ZFS: The Last Word in Filesystems


I've been spending a lot of time lately reading-up on different options since my current home file-server setup is slowly running out of disk-space. Sure, I could just throw some new HDD's in there, but the inner-geek in me really wants to setup a new system that has both redundancy and scalability – something more robust and future-proof.

In reading through different online forums, the topic of ZFS-based systems kept coming-up again and again. I had heard the term "ZFS" thrown around before but I had never really spent the time to read-up on it. It's just another filesystem, right? How fancy can it be?

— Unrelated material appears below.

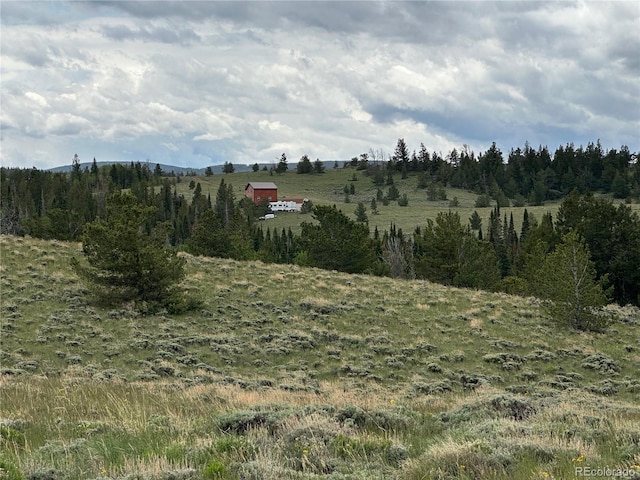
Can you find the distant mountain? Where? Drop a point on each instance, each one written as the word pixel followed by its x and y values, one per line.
pixel 169 169
pixel 166 169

Well, ZFS is just damn cool. ZFS is lot more than "just another filesystem"…

  • It's a filesystem, logical volume manager, and software RAID subsystem all wrapped-up into one end-to-end system.
  • It does end-to-end checksums, making sure the raw data read off the physical disk matches the same data that was previously written to disk.
  • It is a transactional file system, which guarantees a consistent on-disk data-state even with catastrophic failures like a power loss.
  • You can do data scrubbing online, as opposed to the normal Linux solution of ext2/ext3/ext4 where you can only "fsck" a filesystem offline.
  • It uses a copy-on-write strategy which makes doing filesystem snapshot'ing a breeze. For example, you could setup a cronjob to take nightly snapshots of your filesystem to facilitate incremental backups, i.e. allowing you to go back in time and recover old-states of files.
  • It has RAID-Z support, which is similar to RAID-5/RAID-6 except without the potentially-fatal "RAID-5 write hole" problem, in part thanks to the copy-on-write strategy.
  • You can replicate ZFS filesystems (zfs send and zfs receive), snapshots and all, making it dead-easy to backup ZFS filesystems to remote machines.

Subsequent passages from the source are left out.